Assessment of MCT1 protein and mRNA levels in healthy colon and colonic carcinomas by Western and Northern analyses. Post-nuclear membranes and total RNA were isolated from normal and malignant colon, and analysed for MCT1, villin and 18S rRNA abundance as described in the Methods section. (A) Left panel: representative Northern blot showing abundance of MCT1 in healthy and malignant colon. Nylon membranes were stripped and reprobed for 18S rRNA to confirm equality of loading. Right panel: representative Western blot showing abundance of MCT1 in healthy and malignant colon. Nitrocellulose membranes were stripped and re-probed for villin to confirm equality of loading. (B) Combined densitometric analysis of Northern and Western blots displayed as a histogram. MCT1 abundance in carcinomas (shaded square) is displayed relative to healthy (solid square) where abundance in healthy samples=1. All values are normalised to the corresponding 18S rRNA or villin signals. Error bars represent±s.e.m. of 10 paired samples.

Figure 5

Assessment of the expression of MCT2 and MCT 4 in colon carcinoma measured by Western and Northern analyses. Post-nuclear membranes and total RNA were isolated from malignant colonic tissues, and analysed for MCT1, MCT2, MCT4, villin or 18S rRNA expression as described in the Methods section. Left panel: representative Northern blot showing abundance of MCT1 and MCT4 RNA in malignant colon. Nylon membranes were stripped and re-probed for 18S rRNA to confirm equality of loading. Right panel: representative Western blot showing the levels of MCT1 MCT2, and MCT4 proteins in malignant colon carcinoma tissues. Nitrocellulose membranes were stripped and re-probed for villin to confirm equality of protein loading. Note: specific immunoreactive bands were detected in control samples for MCT2 (in rat liver homogenate) and MCT4 (in rat heart tissue homogenate).

Figure 6

Abundance of GLUT1 in healthy and diseased colon. Immunohistochemistry was carried out on healthy and malignant human colonic tissue sections using a horseradish peroxidase conjugated secondary antibody as described under ‘Methods’. GLUT1 staining is seen as a brown colour contrasting with the blue/purple counterstained nuclei. (A) moderately differentiated carcinoma (×200). Bars represent 50 μm.
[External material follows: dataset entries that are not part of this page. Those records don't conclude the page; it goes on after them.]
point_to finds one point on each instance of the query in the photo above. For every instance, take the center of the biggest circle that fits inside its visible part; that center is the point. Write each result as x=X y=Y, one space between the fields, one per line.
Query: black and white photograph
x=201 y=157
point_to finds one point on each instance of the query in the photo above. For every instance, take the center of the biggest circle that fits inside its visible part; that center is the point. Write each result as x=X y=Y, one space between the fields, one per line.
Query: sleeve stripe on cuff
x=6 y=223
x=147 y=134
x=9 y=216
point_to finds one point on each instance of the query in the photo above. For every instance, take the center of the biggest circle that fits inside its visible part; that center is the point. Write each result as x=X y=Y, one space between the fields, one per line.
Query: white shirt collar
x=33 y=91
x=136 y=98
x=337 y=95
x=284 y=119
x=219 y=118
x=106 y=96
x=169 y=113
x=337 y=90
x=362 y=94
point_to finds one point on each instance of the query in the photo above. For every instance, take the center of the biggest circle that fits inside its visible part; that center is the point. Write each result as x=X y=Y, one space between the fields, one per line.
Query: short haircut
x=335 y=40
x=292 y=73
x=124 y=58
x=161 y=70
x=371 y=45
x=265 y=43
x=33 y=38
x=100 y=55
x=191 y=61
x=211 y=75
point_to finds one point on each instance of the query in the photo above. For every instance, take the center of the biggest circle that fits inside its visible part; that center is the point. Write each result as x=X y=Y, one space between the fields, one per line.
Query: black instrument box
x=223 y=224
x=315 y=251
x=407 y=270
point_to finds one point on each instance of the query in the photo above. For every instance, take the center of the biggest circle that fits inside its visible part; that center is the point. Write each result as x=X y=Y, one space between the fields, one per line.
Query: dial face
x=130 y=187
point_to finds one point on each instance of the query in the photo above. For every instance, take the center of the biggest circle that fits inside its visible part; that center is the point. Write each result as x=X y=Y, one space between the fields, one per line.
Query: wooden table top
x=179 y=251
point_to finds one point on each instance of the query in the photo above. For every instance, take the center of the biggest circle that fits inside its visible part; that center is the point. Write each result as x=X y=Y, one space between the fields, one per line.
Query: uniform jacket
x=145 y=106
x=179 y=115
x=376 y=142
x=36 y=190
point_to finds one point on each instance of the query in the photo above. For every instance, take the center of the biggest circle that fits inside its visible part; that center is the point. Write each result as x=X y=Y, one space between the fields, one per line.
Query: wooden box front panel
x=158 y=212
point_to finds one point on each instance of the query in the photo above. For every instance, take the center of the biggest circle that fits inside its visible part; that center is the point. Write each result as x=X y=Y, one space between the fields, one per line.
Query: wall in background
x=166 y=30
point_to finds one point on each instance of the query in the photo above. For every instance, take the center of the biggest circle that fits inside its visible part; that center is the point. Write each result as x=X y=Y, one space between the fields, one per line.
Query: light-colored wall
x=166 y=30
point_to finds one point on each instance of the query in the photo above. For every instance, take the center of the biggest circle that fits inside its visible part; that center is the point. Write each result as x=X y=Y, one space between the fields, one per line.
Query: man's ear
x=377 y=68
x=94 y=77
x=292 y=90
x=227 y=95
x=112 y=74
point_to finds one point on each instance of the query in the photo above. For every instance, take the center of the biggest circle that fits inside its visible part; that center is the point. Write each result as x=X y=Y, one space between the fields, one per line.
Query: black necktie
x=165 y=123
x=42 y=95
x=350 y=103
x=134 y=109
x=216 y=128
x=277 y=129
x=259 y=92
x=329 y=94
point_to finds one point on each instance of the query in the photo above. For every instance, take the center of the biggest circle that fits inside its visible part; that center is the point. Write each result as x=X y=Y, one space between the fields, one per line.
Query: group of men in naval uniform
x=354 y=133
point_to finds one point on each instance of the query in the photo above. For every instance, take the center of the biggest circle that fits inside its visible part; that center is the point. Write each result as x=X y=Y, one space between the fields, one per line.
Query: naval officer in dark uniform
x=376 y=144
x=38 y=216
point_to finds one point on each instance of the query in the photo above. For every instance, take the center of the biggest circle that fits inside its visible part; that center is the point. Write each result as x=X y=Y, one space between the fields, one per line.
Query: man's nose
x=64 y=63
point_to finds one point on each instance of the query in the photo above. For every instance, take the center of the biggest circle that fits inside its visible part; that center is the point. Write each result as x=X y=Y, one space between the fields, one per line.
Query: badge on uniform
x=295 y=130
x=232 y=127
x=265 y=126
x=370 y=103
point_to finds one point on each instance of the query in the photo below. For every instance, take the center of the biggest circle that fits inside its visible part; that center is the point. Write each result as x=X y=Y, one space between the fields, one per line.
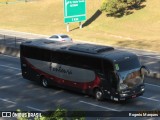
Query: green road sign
x=74 y=10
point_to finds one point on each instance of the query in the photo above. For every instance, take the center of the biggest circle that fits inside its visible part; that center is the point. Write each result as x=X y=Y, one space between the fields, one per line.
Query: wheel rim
x=44 y=82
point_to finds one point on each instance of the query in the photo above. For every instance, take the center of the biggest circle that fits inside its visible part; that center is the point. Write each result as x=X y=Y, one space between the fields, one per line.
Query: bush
x=118 y=8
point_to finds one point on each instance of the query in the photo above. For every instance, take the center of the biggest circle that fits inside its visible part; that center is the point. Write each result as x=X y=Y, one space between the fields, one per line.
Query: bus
x=97 y=70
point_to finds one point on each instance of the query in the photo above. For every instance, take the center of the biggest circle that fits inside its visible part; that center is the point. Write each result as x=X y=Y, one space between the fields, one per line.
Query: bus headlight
x=122 y=86
x=123 y=95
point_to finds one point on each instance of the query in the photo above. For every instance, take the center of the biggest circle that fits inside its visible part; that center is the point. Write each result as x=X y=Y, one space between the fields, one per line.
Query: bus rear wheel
x=99 y=94
x=44 y=82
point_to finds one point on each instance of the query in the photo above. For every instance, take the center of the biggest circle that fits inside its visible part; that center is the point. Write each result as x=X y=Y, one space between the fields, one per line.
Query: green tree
x=118 y=8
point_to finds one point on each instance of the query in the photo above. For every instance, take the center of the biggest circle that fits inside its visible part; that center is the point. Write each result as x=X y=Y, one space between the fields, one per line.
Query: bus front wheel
x=99 y=94
x=44 y=82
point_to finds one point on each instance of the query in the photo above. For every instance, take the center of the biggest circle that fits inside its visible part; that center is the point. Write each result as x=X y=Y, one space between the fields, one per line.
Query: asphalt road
x=18 y=93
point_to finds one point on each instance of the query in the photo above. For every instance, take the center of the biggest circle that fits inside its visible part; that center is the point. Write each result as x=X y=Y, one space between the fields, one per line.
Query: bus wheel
x=98 y=94
x=44 y=82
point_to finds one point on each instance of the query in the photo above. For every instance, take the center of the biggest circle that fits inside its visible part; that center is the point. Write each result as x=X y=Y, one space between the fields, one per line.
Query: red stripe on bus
x=84 y=85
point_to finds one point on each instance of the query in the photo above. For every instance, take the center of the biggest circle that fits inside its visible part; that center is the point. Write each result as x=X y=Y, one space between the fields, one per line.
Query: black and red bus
x=92 y=69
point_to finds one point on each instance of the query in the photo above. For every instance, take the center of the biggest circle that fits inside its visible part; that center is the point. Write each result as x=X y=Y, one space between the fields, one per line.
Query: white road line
x=9 y=67
x=5 y=100
x=34 y=108
x=107 y=108
x=152 y=99
x=152 y=85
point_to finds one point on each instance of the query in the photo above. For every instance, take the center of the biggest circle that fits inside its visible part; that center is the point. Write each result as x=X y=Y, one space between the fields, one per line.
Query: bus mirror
x=144 y=70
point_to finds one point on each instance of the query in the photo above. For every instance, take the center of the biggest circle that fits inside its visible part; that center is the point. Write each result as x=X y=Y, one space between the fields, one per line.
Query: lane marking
x=158 y=58
x=5 y=100
x=152 y=99
x=10 y=67
x=107 y=108
x=152 y=85
x=33 y=108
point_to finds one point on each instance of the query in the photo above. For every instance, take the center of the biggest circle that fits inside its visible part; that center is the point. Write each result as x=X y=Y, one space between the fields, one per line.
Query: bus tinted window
x=37 y=53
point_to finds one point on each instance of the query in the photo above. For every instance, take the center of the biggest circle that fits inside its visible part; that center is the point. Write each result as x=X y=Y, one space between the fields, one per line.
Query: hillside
x=139 y=30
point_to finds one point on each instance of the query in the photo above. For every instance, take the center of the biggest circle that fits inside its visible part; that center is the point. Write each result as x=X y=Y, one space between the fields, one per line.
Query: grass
x=138 y=30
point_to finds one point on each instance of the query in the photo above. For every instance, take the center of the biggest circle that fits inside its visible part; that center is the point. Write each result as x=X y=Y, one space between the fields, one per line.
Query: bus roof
x=106 y=52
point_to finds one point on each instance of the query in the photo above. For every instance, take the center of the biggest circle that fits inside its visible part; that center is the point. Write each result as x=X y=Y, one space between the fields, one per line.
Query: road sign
x=74 y=10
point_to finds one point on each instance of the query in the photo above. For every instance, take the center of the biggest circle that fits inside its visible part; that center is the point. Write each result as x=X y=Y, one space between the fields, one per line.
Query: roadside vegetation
x=140 y=29
x=58 y=114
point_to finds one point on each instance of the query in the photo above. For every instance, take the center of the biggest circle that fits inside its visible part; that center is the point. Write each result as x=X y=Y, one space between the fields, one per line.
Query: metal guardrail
x=11 y=41
x=12 y=2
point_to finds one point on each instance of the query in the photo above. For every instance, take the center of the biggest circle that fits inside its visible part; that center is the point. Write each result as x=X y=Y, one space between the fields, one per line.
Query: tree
x=118 y=8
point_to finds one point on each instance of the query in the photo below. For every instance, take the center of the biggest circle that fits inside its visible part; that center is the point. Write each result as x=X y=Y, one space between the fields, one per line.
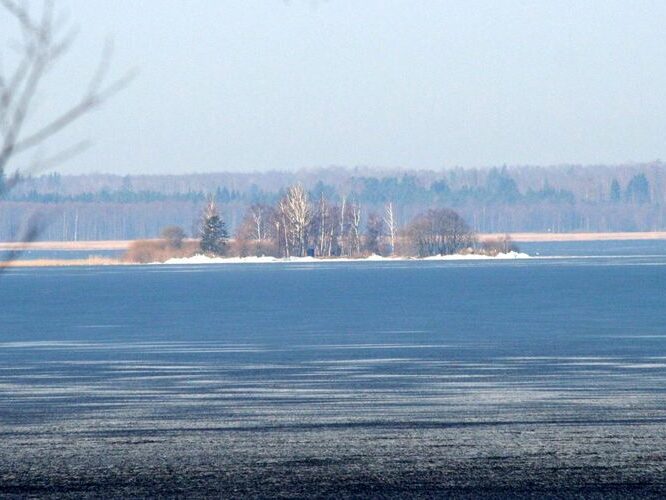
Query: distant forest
x=494 y=200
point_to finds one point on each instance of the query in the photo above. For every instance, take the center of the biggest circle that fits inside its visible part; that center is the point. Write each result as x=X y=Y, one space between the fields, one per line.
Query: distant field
x=518 y=237
x=536 y=237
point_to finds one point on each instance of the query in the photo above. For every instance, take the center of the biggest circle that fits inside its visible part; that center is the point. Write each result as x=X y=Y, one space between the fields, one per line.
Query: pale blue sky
x=257 y=85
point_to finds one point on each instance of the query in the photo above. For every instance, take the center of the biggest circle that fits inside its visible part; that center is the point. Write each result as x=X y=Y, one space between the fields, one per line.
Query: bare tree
x=440 y=232
x=296 y=215
x=389 y=220
x=354 y=247
x=373 y=233
x=44 y=40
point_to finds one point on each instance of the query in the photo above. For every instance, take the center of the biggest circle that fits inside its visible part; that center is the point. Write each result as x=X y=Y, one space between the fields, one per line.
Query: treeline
x=505 y=199
x=298 y=226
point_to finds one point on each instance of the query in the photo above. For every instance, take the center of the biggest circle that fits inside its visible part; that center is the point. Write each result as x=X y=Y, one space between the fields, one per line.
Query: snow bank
x=474 y=256
x=202 y=259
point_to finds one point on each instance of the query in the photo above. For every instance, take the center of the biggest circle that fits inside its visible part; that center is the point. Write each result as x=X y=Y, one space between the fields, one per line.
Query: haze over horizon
x=271 y=85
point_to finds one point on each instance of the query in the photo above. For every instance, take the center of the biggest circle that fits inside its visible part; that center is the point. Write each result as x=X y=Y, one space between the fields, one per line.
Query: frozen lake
x=529 y=377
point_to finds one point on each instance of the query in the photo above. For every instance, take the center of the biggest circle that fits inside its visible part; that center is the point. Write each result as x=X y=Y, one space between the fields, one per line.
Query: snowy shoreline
x=202 y=259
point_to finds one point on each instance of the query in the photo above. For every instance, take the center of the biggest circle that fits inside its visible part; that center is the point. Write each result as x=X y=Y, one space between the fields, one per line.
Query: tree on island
x=440 y=232
x=173 y=235
x=213 y=231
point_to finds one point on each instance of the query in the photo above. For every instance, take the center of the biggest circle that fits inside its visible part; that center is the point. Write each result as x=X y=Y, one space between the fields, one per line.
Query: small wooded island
x=298 y=226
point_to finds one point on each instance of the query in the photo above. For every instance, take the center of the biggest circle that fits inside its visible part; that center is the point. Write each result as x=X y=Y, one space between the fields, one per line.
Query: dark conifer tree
x=214 y=235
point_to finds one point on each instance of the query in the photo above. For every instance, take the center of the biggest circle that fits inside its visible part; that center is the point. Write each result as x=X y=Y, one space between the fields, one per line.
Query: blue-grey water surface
x=527 y=377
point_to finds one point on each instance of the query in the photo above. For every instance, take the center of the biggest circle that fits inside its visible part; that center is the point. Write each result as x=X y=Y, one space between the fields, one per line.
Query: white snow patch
x=202 y=259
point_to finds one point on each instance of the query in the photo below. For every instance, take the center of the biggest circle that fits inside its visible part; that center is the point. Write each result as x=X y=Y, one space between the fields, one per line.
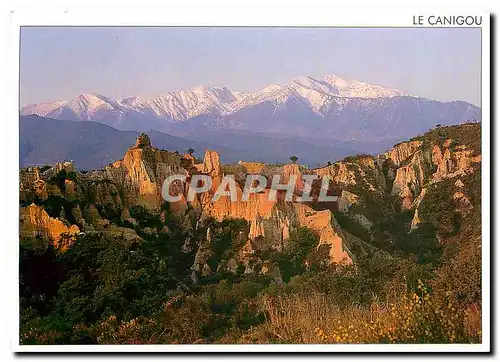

Pre-incubation of antibody with immunising peptide resulted in absence of staining (data not shown). (B) Healthy colon (×200). Significant erythrocyte staining can be seen in the lamina propria. (C) Post-nuclear membranes and total RNA were extracted from healthy (H) and carcinoma (C) tissues and analysed for MCT1, GLUT1 and GLUT2 mRNA and protein abundance as described in ‘Methods’. Left panel: representative Northern blot indicating levels of MCT1 and GLUT1 mRNA (n=6). Right panel: Representative Western blot demonstrating levels of MCT1, GLUT1 and GLUT2 proteins (n=6).